30.父の秘事独語で暴露母笑顔 見知らぬ弟妹どこかに九人

 わたしの両親の話ではありません。利用者さんの話です。

 念仏かなにかの呪文みたいにね、ずううぅうっと独語が止まらないおばあちゃんが何人かいるのです。抑揚なく、息つぎもなく、ほんとにずううううううぅっとしゃべってんの。たまに聞いてるこっちのほうが頭おかしくなりそうになる。笑


 で、夜勤者から聞いた話なんですが、その独語ばあちゃんずのひとりがね、ある日の夜中に旦那さんの隠し子と愛人について話だしたらしく。

 お父さん(旦那さん)はバレてないと思ってたけどわたしほんとうはぜんぶ知ってるのよ——と。笑

 愛人は何人で、隠し子はぜんぶで何人、みたいな。どこまでほんとうで、どこまで妄想なのかはわかりませんけれど、愛人がいたことは確からしい(もともとご夫婦で入所されてたらしく、古参の職員はすでに他界されている旦那さんのことも知ってる)。
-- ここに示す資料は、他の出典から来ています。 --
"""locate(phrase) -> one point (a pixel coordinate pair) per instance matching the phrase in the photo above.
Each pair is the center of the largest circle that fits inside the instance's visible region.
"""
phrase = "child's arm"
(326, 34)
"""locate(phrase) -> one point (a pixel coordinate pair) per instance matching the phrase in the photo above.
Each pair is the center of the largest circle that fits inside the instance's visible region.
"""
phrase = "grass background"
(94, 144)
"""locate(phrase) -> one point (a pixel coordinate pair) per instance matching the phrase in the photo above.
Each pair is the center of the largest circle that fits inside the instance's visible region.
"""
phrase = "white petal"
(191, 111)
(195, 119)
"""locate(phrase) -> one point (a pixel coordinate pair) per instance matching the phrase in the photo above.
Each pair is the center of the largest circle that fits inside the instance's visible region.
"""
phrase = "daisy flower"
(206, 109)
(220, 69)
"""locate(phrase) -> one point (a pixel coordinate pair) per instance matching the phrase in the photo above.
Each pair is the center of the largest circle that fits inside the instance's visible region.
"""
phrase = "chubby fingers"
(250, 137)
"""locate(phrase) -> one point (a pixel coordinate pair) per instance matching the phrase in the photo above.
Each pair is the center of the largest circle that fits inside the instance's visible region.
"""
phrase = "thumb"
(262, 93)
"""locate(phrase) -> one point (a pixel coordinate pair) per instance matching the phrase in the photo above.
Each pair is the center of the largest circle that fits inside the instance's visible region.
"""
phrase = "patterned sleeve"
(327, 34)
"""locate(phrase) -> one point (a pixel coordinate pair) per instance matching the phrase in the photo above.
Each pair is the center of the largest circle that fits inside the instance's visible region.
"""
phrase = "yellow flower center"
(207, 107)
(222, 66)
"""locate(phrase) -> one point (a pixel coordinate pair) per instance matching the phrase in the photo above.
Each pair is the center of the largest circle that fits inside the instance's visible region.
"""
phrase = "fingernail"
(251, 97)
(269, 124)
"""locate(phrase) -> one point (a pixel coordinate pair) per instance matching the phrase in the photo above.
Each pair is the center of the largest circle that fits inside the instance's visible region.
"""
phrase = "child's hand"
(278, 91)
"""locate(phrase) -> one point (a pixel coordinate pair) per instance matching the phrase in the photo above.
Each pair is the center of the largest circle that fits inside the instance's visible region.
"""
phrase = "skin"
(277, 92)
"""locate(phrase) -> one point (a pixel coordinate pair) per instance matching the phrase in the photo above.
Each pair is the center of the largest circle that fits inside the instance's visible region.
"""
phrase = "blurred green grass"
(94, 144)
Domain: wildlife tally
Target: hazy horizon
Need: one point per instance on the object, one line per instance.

 またべつのばあちゃんは、殺したの殺さないのというハードボイルドストーリーを延々としゃべってたりね。

 暴露ばあちゃんもハードボイルドばあちゃんも語る内容はおもしろいんだけど、いかんせん抑揚がないものだからじっと聞いてると呪詛にしか聞こえなくなってくるのが困りものです。